Die Nutzenpunkte des Systems, die Deichmann beim EHI-Handelslogistikkongress LOG im April 2026 präsentierte, lassen sich in vier Kategorien zusammenfassen: höhere Effizienz durch schnellere Bestellabwicklung, optimierte Lagerprozesse mit geringerer Fehlerquote, einfache Kapazitätserweiterung durch modulare Regalsysteme sowie flexible Leistungsskalierung durch zusätzliche Roboter.
Wir setzen fahrerlose Transportfahrzeuge und ein zweistufiges Kommissionierungssystem mit Pickrobotern ein, die effiziente Logistikprozesse ermöglichen.

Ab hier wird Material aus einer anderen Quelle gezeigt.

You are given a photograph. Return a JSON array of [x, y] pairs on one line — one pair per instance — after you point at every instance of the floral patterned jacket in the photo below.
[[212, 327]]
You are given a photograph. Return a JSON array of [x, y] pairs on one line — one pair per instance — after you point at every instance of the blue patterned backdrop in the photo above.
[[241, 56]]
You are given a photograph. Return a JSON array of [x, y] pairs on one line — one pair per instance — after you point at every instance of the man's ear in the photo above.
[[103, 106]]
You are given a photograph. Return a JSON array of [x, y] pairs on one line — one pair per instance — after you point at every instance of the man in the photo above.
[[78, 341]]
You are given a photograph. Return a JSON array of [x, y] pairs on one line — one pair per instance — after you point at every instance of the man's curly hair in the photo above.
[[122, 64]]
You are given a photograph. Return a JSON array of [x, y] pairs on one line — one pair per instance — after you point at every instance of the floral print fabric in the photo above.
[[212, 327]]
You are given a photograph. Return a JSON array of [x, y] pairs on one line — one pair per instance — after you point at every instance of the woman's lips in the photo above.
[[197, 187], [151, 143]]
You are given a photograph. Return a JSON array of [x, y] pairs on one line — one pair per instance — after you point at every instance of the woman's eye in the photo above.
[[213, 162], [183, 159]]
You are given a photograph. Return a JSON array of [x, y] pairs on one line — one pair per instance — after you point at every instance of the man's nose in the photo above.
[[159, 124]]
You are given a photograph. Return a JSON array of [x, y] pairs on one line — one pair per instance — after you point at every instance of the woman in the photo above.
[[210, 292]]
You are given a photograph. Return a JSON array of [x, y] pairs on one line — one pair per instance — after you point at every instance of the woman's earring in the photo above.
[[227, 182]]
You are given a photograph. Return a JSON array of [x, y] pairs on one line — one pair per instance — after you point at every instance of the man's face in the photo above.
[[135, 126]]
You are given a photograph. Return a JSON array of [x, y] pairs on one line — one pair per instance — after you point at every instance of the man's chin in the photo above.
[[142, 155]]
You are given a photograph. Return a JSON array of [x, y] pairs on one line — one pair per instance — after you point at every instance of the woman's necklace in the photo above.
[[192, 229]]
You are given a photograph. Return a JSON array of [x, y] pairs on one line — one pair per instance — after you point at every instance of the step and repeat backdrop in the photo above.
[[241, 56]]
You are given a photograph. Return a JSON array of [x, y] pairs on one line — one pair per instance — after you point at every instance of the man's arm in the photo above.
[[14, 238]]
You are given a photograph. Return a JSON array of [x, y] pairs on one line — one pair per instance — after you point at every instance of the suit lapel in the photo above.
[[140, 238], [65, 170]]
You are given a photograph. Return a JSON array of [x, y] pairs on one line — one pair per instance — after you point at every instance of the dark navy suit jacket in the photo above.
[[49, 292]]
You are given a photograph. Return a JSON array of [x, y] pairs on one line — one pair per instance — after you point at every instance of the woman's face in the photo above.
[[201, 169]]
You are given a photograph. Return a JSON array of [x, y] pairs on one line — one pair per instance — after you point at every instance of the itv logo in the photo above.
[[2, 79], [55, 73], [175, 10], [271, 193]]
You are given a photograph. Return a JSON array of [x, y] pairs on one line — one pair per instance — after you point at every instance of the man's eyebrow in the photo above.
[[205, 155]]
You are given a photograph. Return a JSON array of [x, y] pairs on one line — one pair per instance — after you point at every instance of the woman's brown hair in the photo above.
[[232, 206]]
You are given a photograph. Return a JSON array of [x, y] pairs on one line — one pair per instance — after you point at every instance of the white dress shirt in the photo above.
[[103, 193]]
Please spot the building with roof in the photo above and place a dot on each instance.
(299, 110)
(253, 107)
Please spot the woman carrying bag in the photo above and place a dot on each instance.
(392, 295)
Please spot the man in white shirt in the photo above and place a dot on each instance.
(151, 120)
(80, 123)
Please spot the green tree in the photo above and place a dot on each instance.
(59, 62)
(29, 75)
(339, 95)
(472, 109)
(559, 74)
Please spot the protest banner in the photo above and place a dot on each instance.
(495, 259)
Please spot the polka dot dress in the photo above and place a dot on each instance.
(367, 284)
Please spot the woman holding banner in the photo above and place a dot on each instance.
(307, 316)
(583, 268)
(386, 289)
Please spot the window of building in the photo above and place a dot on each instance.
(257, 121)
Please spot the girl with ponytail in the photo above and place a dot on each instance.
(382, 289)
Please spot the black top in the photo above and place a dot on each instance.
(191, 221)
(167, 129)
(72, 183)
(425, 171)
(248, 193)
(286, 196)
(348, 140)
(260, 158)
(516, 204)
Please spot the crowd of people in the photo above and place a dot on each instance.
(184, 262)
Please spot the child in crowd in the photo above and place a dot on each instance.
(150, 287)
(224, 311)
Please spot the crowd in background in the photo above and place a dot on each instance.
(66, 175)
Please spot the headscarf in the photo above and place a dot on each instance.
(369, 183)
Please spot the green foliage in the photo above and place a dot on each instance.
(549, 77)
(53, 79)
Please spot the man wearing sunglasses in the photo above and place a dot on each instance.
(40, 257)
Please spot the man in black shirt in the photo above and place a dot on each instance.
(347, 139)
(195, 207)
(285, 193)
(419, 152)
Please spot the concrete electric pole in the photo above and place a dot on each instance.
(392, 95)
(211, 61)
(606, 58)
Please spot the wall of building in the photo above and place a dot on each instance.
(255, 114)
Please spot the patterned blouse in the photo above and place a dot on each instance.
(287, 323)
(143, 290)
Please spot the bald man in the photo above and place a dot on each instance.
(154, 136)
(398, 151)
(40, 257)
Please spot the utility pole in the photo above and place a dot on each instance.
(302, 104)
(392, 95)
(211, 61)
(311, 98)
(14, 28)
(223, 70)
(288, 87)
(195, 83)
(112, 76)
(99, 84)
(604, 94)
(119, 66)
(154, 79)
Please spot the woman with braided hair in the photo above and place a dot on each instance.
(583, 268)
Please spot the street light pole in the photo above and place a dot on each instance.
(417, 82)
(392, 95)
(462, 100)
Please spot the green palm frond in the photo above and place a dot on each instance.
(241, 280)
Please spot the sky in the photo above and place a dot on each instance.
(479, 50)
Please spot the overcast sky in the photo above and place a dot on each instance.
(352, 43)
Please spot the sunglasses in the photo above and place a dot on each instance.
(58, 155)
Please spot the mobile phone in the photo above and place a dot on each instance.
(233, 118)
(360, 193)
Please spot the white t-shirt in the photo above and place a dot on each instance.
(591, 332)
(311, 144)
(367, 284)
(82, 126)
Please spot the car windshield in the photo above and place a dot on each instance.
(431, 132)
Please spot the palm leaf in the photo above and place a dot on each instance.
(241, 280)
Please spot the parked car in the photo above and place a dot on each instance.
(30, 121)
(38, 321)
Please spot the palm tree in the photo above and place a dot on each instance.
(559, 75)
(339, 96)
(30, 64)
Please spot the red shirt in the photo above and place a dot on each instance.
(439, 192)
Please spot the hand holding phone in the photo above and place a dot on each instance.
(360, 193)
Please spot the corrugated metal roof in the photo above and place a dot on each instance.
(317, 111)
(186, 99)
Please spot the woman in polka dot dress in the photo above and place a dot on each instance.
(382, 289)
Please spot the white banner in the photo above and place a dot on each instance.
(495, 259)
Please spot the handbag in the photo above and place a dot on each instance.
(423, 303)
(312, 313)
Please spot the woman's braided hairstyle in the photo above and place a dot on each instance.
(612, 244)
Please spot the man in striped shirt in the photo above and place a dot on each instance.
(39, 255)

Christian Kleinedm baut in Wustermark
Bei dm-Drogeriemarkt stand beim seit Januar in der Realisierungsphase befindlichen Neubau in Wustermark bei Berlin vor der Technologieentscheidung ein Ideenwettbewerb. Das neue Zentrum soll ein prognostiziertes Volumenwachstum von 40 Prozent und ein Artikelwachstum von 25 Prozent auffangen; 180 Mio. Picks pro Jahr sind dabei die zentrale Planungsgröße. Die Kapazitäten im bestehenden Netzwerk für Kleinteile und dekorative Kosmetik reichen nach Unternehmensangaben noch bis 2029. In einer RFI-Phase Anfang 2025 entwickelten fünf Intralogistikanbieter eigenständige Konzepte für den Materialfluss. Die Anforderungen: Automatisierung ja, aber sinnvoll eingesetzt – kein Prototyping, geringe Abhängigkeiten zwischen Prozessschritten, maximale Flexibilität bei Veränderungen.

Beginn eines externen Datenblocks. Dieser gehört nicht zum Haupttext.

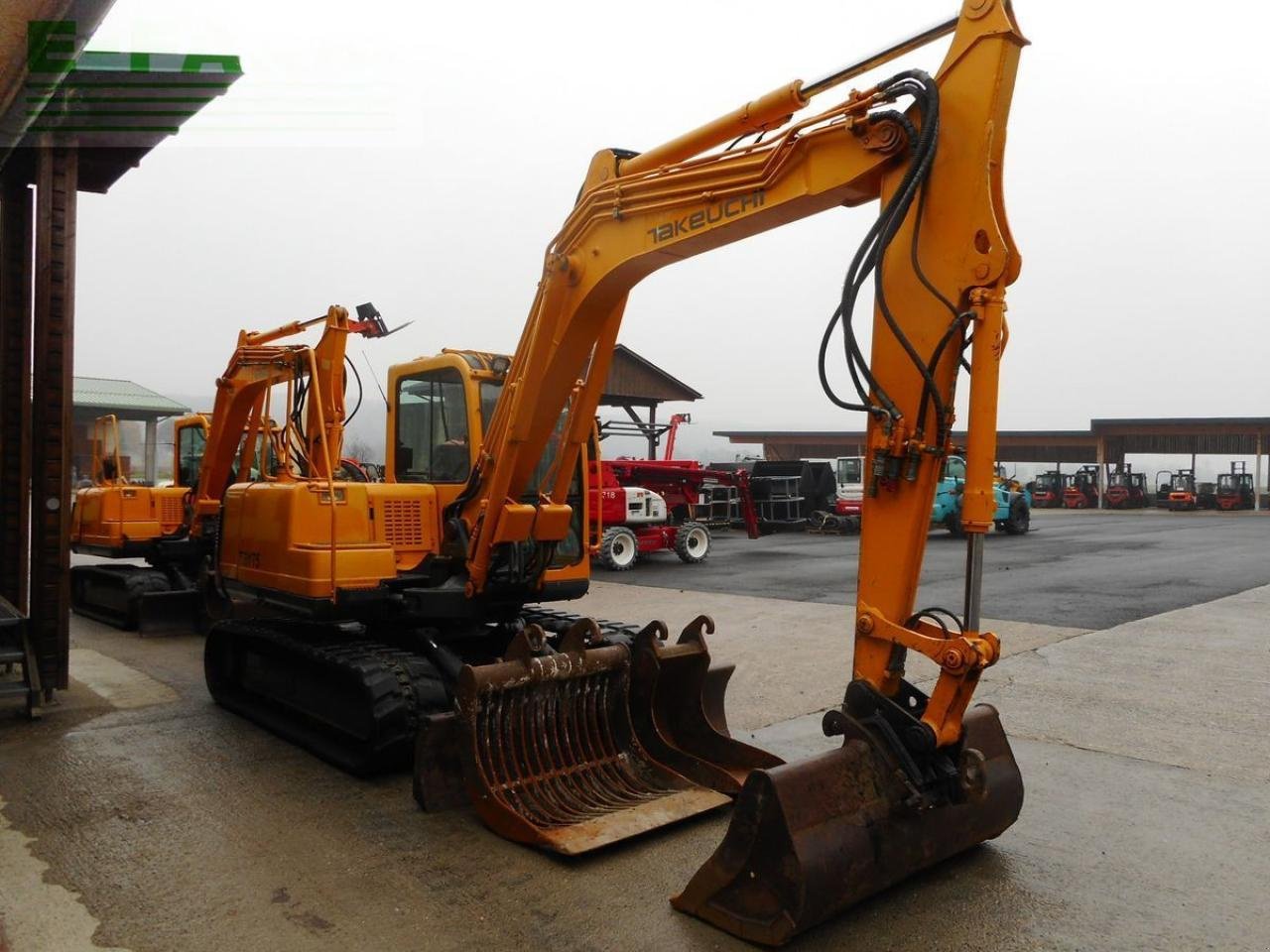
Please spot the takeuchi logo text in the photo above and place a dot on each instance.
(711, 214)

Visualisierung des im Bau befindlichen Kleinteilezentrums von dm im brandenburgischen Wustermark
Foto: dm-Drogeriemarkt
Das Konzept des jetzigen Logistiktechnikpartners, des österreichischen Anbieters TGW, das aus diesem Wettbewerb hervorging, sieht eine zweistufige Kommissionierung vor. Der Materialfluss umfasst ein Hochregallager mit AGV-Flotte im Wareneingang, ein Shuttle-Lager, eine Warenvereinzelungsstation für versandfertige Picks, einen Taschenpuffer mit Matrix-Sorter, ein Konsolidierungsshuttle sowie Packplätze für Marktbehälter.

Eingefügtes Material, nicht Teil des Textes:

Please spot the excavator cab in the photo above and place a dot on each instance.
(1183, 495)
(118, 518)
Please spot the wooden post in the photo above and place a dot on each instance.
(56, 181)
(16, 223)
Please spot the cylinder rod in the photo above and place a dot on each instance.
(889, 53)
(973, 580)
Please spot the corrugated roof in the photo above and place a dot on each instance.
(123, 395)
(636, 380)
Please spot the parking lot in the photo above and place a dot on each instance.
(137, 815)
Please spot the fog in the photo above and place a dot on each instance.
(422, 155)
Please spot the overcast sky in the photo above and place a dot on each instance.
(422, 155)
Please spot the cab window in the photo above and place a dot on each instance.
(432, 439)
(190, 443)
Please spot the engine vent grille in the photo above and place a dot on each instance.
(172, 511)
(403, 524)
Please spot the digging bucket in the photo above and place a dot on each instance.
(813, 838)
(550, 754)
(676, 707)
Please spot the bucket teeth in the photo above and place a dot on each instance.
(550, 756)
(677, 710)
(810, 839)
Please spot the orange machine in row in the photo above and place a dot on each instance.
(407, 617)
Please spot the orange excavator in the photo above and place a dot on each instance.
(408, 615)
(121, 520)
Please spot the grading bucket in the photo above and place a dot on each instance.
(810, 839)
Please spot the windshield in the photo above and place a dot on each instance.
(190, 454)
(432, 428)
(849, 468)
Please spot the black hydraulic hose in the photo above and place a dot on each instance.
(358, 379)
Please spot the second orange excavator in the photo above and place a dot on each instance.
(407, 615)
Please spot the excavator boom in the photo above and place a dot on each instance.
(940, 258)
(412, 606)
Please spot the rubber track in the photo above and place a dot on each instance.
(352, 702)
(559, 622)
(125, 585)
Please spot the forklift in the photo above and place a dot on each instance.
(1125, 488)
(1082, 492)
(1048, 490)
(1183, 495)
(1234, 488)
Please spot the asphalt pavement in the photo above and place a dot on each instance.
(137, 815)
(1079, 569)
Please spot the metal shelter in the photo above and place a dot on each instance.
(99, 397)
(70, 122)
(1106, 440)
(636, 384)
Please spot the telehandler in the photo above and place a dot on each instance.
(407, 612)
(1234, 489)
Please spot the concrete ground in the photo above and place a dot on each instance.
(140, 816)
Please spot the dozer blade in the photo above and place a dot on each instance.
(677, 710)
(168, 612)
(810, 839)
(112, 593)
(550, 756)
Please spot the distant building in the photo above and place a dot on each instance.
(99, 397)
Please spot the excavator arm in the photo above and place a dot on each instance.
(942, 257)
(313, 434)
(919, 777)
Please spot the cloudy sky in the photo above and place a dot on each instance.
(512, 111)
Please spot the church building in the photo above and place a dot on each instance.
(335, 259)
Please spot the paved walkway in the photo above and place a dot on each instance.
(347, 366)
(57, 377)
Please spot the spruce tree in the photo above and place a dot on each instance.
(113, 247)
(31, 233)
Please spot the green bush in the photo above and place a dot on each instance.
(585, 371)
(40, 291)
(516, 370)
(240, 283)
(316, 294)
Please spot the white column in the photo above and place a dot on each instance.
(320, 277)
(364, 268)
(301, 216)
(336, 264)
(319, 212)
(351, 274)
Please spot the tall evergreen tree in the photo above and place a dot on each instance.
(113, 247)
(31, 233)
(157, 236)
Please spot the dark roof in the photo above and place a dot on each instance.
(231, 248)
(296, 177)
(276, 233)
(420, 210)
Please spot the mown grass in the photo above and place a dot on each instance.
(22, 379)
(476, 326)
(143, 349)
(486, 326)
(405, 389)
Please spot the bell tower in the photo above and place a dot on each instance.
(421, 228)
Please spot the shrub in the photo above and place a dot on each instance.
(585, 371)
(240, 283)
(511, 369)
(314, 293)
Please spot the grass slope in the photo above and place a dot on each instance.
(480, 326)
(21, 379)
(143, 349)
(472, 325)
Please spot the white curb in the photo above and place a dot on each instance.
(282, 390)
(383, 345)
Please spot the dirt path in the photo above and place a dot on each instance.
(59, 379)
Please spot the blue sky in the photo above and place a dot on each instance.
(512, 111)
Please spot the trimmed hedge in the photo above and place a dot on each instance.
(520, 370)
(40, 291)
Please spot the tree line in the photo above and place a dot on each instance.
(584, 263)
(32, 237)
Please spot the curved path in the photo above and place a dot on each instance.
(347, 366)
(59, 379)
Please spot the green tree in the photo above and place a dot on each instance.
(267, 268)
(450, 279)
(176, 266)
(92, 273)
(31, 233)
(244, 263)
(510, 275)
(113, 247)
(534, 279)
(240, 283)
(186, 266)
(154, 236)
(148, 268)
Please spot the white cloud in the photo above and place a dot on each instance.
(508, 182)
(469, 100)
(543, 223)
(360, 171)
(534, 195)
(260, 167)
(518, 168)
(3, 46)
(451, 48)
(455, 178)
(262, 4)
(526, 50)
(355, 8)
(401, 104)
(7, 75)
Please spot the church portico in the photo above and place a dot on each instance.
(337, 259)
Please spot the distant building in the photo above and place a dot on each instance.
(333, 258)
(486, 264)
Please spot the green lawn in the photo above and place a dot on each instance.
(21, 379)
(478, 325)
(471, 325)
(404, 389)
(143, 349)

Deutschlandweite Belieferung
„Die Entwicklung des Areals erfolgt in mehreren Schritten: Im dritten Quartal 2026 beginnt die Erschließung des Grundstücks. Ende 2026 bis Anfang 2027 soll das Parkhaus entstehen. Der Bau der Logistikhalle ist für Frühjahr bis Sommer 2027 angedacht“, sagt Christian Kleine, Projektkoordinator Kleinteile-Verteilzentrum bei dm. Der Nutzungsbeginn ist für Sommer 2029 geplant, gefolgt von einer Hochlaufphase von rund sechs Monaten. „Vom neuen Verteilzentrum in Wustermark werden wir dm-Märkte von der Nord- und Ostseeküste bis in den Norden Bayerns beliefern. Insgesamt umfasst das Einzugsgebiet rund 50 Prozent der dm-Märkte“, so Kleine.
Auch beim Thema Nachhaltigkeit hatte dm konkrete Vorgaben: Das Energiemanagement von TGW sieht im Rahmen seiner „Smart Energy Strategy“ nun Rekuperation der Bremsenergie der Lagerroboter, automatisches Abschalten nicht benötigter Anlagenteile, Photovoltaik auf dem Hallendach sowie erneuerbare Energien zur Wärmeerzeugung vor. Langfristig plant dm am Standort Wustermark einen Ausbau auf zwei Hallen.